Google Dorks For OSINT




There are entire books dedicated to Google searching and Google hacking. Most of these focus on penetration testing and securing computer networks. These are full of great information, but are often overkill for the investigator looking for quick personal information. A few simple rules can help locate more accurate data.


Search Operators



Most search engines allow the use of commands within the search field. These commands are not actually part of the search terms and are referred to as operators. There are two parts to most operator searches, and each are separated by a colon. To the left of the colon is the type of operator, such as "site" (website) or "ext" (file extension). To the right is the rule for the operator, such as the target domain or file type. This post will explain each operator and the most appropriate uses.


The Site Operator

The site operator asks Google to search within one website or domain. This operator provides two benefits to the search results. First, it will only provide results of pages located on a specific domain. Second, it will provide all of the results containing the search terms on that domain. If you want to view every page on a specific domain that includes your target of interest, the site operator is required.


To see how many pages Google has indexed for a page, enter the following query


site:eforensicsmag.com  


But how many of these are blog posts? Let us find out


site:eforensicsmag.com/blog


NoteGoogle only gives a rough approximation when using this operator. For the full picture, check Google Search Console.


Next, I conducted the following exact search.


site:eforensicsmag.com "Joseph Moronwi"    


The result was all eleven pages on eforensicsmag.com that include my name within the content. This technique can be applied to any domain. This includes social networks, blogs, and any other website that is indexed by search engines. 


To view the subdomains of the target website, enter the following query


site:*.google.com -www


To find unsecure pages of a target domain, enter the following query


site:google.com -inurl:https


Using the same operator, you can restrict your search within one domain type. An example usage is given below.


computer forensics site:gov


This searches for the term computer forensics in all websites with the .gov domain. Jung Kim showed a nice dork to find people within GitHub:


site:github.com/orgs/*/people


Simply replace the asterik (*) with the organisation's name to target people from a specific organization


The Filetype Operator

Another operator that works with both Google and Bing is the filetype filter. It allows you to filter any search results by a single file type extension. While Google allows this operator to be shortened to "ext", Bing does not. When using the filetype suffix with your search terms, Google will restrict the results to web pages that end with this extension.
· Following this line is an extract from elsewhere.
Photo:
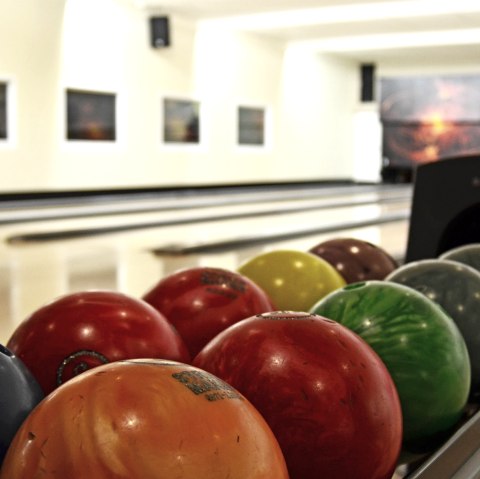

Consider the following search attempting to locate PDF files associated with the terror group ISIS.


"ISIS" filetype:pdf


There are many uses for this technique. A search of filetype:doc "resume" "target name" often provides resumes created by the target which can include cellular telephone numbers, personal addresses, work history, education information, references, and other personal information that would never be intentionally posted to the internet. The "filetype" operator can identify any file by the file type within any website. This can be combined with the "site" operator to find all files of any type on a single domain. By conducting the following searches, I was able to find several documents stored on the website cnn.com


site:cnn.com filetype:pdf
site:cnn.com filetype:pptx
site:cnn.com filetype:doc


Previously, Google and Bing indexed media files by type, such as MP3, MP4, AVI, and others. Due to abuse of pirated content, this no longer works well. The following extensions have been found to be indexed and provide valuable results. 


7Z: Compressed File 
BMP: Bitmap Image 
DOC: Microsoft Word 
DOCX: Microsoft Word 
DWF: Autodesk 
GIF: Animated Image 
HTM: Web Page 
HTML: Web Page 
JPG: Image 
Hyphen (-) 
JPEG: Image 
KML: Google Earth 
KMZ: Google Earth 
ODP: OpenOffice 
Presentation 
ODS: OpenOffice 
Spreadsheet 
ODT: OpenOffice Text 
PDF: Adobe Acrobat 
PNG: Image 
PPT: Microsoft PowerPoint 
PPTX: Microsoft PowerPoint 
RAR: Compressed File 
RTF: Rich Text Format 
TXT: Text File 
XLS: Microsoft Excel 
XLSX: Microsoft Excel 
ZIP: Compressed File  


The Exclusion operator (-)

You may want to exclude some content from appearing within results. The hyphen (-) tells most search engines and social networks to exclude the text immediately following from any results. It is important to never include a space between the hyphen and filtered text. The following query shows all links to my blog excluding the internal links.


site:* digitalinvestigator.blogspot.com -site:digitalinvestigator.blogspot.com


My goal in search filters is to dwindle the total results to a manageable amount. When you are overwhelmed with search results, slowly add exclusions to make an impact on the amount of data to analyze. 


The InURL Operator

Previously, the operators discussed applied to the content within the web page. This search operator, however, will search for a specific word or phrase inside the URL of a web page. Using suitable keywords for the title in the URL, rather than getting a lot of irrelevant data, the inurl search operator is very useful and helpful. My favourite search using this technique is to find File Transfer Protocol (FTP) servers that allow anonymous connections.


The following search would identify any FTP servers that possess PDF files that contain the term terror within the file


inurl:ftp -inurl(http|https) filetype:pdf "terror"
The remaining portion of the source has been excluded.